Cette rupture avec le passé est apparemment appréciée par les clients. "Une barrière est tombée", explique Eddy De Ridder, responsable du projet nouveau concept chez Dexia. Auparavant, les clients se retrouvaient face à un mur de guichets, totalement impersonnel. Désormais, c’est plus convivial. "Ce que nos clients apprécient le plus, c’est de pouvoir serrer la main de la personne qui les accueille alors que ce n’était pas possible auparavant".

Dans l’espace conseil de l’agence rue de la Loi, à Bruxelles, le salon d’attente fait penser à un... salon, avec fauteuils, table, journaux, télévision et... machine à café dont les tasses sont éclairées par un jaune très "flash". Le bleu Dexia est banni au profit de couleurs que l’on peut retrouver, justement, dans son propre salon. "Cela donne l’impression au client qu’il est chez lui. Un client qui est à son aise va plus facilement parler de lui".

Surtout, le personnel de l’agence est plus disponible pour conseiller le client puisque pas mal de tâches naguère confiées aux guichetiers doivent désormais être effectuées par le client via des automates (voir ci-dessous). "Cela permet au personnel d’avoir un vrai contact avec les clients. Cela nous permet de remettre le client au centre de nos préoccupations. Cela nous apporte beaucoup de valorisation plutôt que d’être un rond-de-cuir derrière une vitre,", témoigne Stéphane Sabeau, directeur de l’agence Université de BNP Paribas Fortis à Ixelles, qui a adopté le nouveau concept en février dernier.

L’environnement plus convivial et une plus grande disponibilité du personnel permettent aussi - voire surtout? - , de mieux faire tourner le business. "Un client se trouvant dans un environnement plus sympathique est plus disposé à s’asseoir", poursuit-il. Et plus disposé à discuter et à souscrire à l’un ou l’autre produit. "Nous performons mieux que dans les agences traditionnelles. Si nous faisions par exemple dix ventes par jour avec le concept traditionnel, nous en faisons maintenant douze ou quatorze".

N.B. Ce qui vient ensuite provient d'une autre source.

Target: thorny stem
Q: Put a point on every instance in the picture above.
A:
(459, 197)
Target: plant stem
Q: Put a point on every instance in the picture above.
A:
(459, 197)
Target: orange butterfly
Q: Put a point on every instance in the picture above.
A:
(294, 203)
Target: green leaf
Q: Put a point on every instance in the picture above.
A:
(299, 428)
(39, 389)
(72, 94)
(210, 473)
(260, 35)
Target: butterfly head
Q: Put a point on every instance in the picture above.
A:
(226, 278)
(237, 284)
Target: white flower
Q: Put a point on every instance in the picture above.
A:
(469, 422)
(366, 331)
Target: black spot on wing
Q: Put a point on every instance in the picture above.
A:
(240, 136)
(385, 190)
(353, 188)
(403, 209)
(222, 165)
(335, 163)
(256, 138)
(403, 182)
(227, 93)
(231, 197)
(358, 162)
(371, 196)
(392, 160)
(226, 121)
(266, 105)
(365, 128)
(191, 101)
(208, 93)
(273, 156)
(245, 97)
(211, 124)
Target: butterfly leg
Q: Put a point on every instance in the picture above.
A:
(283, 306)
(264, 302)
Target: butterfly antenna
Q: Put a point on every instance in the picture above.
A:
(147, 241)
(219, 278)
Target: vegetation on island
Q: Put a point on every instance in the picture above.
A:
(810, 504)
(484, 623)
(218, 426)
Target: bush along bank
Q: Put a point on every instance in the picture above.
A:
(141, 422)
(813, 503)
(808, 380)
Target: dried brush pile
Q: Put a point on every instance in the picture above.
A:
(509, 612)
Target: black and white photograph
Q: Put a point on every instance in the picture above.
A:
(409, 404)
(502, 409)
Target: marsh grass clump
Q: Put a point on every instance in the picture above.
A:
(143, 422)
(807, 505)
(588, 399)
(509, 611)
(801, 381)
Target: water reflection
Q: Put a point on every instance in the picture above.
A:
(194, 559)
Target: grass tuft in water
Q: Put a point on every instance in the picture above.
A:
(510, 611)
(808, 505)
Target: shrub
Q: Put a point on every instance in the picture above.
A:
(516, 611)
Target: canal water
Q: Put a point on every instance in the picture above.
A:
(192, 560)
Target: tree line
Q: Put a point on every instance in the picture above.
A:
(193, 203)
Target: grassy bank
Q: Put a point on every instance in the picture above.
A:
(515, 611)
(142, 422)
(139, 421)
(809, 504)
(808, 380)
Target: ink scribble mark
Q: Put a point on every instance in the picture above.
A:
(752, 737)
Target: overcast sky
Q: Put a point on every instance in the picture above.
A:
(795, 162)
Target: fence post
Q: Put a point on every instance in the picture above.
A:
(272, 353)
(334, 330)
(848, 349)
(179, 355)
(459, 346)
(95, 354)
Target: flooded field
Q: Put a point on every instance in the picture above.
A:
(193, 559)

"Les changements de concept ont été faits pour répondre aux attentes des clients qui attendent de notre part plus de conseils. Nous n’avons pas changé de concept pour vendre plus mais pour donner un service supérieur aux clients", souligne pour sa part Alain Hoskens, directeur de l’agence Dexia rue de la Loi.

La formule donne de tels résultats qu’ING compte rénover 140 agences en 2010 contre 120 cette année. Chez Dexia, le programme continue sur sa lancée. C’est tout dire.